For instance, go reality-check his essay on Lady Gaga, which I've mentioned in a few of my own incoherent ravings on Big Corporate Music. After months of exposure to Gaga-this and Gaga-that vomited from the great media Matrix that keeps us all in line (you remember all that Gaga overexposure, right, before Katy Perry took it to a whole `nother level?), Dery - and I would have personally warned him not to do this if we were better acquainted - accidentally read a Sasha Frere-Jones article on Gaga. Frere-Jones's M.O. has always been an especially bovine blend of milquetoast-flavored suckup-ism toward and reverence for Corporate Rock. It's horrible, like reading Tom Friedman trying sneakily to justify the latest military "accidental" massacre of Middle Eastern civilians by hand-holding us through the big-picture importance of Kellie Pickler, but with fewer mixed metaphors.
Anyway, upon reading Frere-Jones's nonsense about Gaga, Dery's head finally exploded, and he went on an epic, Bowie-loving, can't-miss rant that should be required reading in every American high school. That one's here in this book.
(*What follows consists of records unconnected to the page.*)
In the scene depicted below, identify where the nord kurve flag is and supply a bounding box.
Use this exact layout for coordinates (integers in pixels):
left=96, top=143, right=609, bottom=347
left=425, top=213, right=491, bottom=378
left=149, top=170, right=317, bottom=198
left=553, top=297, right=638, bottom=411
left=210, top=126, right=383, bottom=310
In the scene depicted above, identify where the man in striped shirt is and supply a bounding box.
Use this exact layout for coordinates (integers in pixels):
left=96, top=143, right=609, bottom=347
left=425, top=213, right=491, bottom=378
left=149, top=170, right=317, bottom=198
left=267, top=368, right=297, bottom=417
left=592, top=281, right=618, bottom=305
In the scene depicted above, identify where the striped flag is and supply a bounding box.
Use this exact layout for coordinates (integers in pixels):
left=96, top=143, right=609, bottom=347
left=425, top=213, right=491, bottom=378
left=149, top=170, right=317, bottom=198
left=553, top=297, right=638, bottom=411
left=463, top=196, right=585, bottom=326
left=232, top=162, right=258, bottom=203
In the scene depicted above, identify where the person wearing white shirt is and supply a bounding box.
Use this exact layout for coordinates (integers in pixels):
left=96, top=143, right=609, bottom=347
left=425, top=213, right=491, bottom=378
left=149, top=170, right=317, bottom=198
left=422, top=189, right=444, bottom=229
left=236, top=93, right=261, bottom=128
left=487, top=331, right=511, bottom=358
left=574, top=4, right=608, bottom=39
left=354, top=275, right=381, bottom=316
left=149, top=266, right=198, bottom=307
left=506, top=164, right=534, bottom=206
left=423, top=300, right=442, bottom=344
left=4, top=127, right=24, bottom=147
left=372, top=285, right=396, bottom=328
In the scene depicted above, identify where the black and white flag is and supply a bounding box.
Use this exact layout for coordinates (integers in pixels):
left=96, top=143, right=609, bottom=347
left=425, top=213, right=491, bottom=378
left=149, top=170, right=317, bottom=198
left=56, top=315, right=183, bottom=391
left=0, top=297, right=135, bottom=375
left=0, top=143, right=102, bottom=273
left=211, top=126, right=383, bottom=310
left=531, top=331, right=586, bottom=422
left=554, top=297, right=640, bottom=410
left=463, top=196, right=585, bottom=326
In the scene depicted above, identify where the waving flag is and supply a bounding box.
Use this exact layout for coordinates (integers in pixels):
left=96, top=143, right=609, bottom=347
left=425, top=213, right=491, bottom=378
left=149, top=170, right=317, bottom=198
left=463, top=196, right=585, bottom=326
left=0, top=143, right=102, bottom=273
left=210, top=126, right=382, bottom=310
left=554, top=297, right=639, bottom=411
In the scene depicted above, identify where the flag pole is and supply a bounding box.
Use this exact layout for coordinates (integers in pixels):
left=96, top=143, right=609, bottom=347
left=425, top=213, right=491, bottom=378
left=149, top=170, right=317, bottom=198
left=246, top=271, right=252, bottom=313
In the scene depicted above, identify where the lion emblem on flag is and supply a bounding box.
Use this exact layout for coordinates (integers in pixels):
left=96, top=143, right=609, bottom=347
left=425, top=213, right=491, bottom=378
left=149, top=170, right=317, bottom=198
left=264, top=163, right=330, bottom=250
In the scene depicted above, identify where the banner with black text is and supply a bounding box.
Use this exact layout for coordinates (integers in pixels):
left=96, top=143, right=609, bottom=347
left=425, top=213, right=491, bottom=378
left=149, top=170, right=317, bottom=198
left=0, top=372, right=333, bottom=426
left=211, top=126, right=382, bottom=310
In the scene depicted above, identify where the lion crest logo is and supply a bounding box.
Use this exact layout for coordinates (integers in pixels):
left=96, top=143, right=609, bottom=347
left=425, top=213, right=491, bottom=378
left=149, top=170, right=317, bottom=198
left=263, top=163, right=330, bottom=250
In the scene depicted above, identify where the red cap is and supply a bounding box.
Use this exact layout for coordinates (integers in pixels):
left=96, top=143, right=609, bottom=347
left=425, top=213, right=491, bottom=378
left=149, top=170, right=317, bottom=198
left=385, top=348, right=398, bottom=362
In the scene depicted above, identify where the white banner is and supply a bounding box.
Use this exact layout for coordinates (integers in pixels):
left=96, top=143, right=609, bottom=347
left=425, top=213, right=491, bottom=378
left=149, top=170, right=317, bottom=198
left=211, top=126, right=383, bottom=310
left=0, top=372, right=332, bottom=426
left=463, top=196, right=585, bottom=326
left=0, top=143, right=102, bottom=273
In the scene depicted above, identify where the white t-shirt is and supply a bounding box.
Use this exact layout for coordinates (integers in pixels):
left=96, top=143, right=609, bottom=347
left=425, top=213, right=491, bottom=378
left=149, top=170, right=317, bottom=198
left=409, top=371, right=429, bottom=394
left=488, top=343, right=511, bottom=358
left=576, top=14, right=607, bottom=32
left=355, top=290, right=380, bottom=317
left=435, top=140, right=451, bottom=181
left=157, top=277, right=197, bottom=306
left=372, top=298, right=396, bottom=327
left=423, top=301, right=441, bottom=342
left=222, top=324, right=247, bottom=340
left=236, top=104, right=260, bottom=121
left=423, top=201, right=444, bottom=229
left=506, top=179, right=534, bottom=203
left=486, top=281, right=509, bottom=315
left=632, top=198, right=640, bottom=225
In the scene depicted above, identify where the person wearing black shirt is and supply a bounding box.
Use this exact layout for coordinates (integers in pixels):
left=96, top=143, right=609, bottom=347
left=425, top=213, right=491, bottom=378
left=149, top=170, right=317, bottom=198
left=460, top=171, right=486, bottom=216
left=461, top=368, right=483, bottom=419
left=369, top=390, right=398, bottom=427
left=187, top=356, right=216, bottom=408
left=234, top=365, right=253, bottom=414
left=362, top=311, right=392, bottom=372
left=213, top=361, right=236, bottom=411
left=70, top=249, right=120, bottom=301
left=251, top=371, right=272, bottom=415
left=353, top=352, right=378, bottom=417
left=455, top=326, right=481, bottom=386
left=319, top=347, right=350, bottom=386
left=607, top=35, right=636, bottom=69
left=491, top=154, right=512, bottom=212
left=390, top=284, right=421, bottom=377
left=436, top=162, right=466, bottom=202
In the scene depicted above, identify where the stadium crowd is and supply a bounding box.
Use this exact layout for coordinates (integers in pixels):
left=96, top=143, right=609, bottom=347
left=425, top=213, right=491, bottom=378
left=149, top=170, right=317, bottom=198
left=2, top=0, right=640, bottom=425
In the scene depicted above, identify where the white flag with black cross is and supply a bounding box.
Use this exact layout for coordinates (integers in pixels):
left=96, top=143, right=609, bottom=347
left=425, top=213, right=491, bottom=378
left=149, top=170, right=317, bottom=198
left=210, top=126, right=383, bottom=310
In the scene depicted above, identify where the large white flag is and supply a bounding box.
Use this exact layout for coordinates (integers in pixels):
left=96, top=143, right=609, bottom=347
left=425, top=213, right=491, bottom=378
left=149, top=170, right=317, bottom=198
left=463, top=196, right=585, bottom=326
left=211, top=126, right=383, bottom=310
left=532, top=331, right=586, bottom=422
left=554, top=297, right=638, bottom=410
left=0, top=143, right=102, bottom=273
Here's one I hadn't even thought about: non-jocks, especially guys who were bullied in school, thoroughly dreading and hating Super Bowl weekend (and don't we all, really, deep down? It's like a culture-somnabulist's Thanksgiving with Doritos instead of turkey, if you ask me). That piece, "Wimps, Wussies and W.," also covers how our modern conception of masculinity has been hijacked to mean blind obedience to authority rather than courageous, outside-the-box thinking.
In the wake of the Crocodile Hunter's death, Dery wrote a piece (that's here also) about animal attacks both wild and domestic. Delightfully gross stuff in there about killer whales, lions, "domesticated" chimps - did you know a grizzly bear can fit an entire human head in its mouth?
That last bit is what Dery's really all about. You know your buddy who likes watching bootleg videos of real deaths and stuff? Well, imagine that guy, but with intense insight into the hows and whys of each individual dismemberment, etc. and armed with one of the most fearsome vocabularies on the planet. That's Dery. He sees the information zeitgeist for what it is: a gigantic kerfluffle that's only in its gothic adolescence.
Not that he ever says so outright. That'd be too hick. A while back, I whined in some review someplace about his detachment: give those mean old dumb Republicans a nice beatdown, willya, was my intent there. But in this collection Dery solidifies his brand, not just by examining the nonsensical psychic sewage in which we all soak but by asking the right questions. And when he talks about himself ("Cortex Envy"), he's literally the greatest thing since sliced bread, at one point generally comparing his passive-aggressive, comics-fueled battles with his stepdad to a Greek tragedy starring Kevin Sorbo.
I was going to slap an A+ grade on this thing, but it's a collection of previously released items stockpiled over the last few years now, and some of it's actually still on the web, which I wasn't even going to tell you, but full disclosure and all that. But whatever, he deserves it, so I've changed my mind.
I'll warn you that you may or may not need thesaurus.com handy while you read this stuff, as he's not just a (former?) New Yawk lit professor but a good one. The thing about that, though, in this instance, is that the rewards are priceless, as are these deep, deep (bad) thoughts.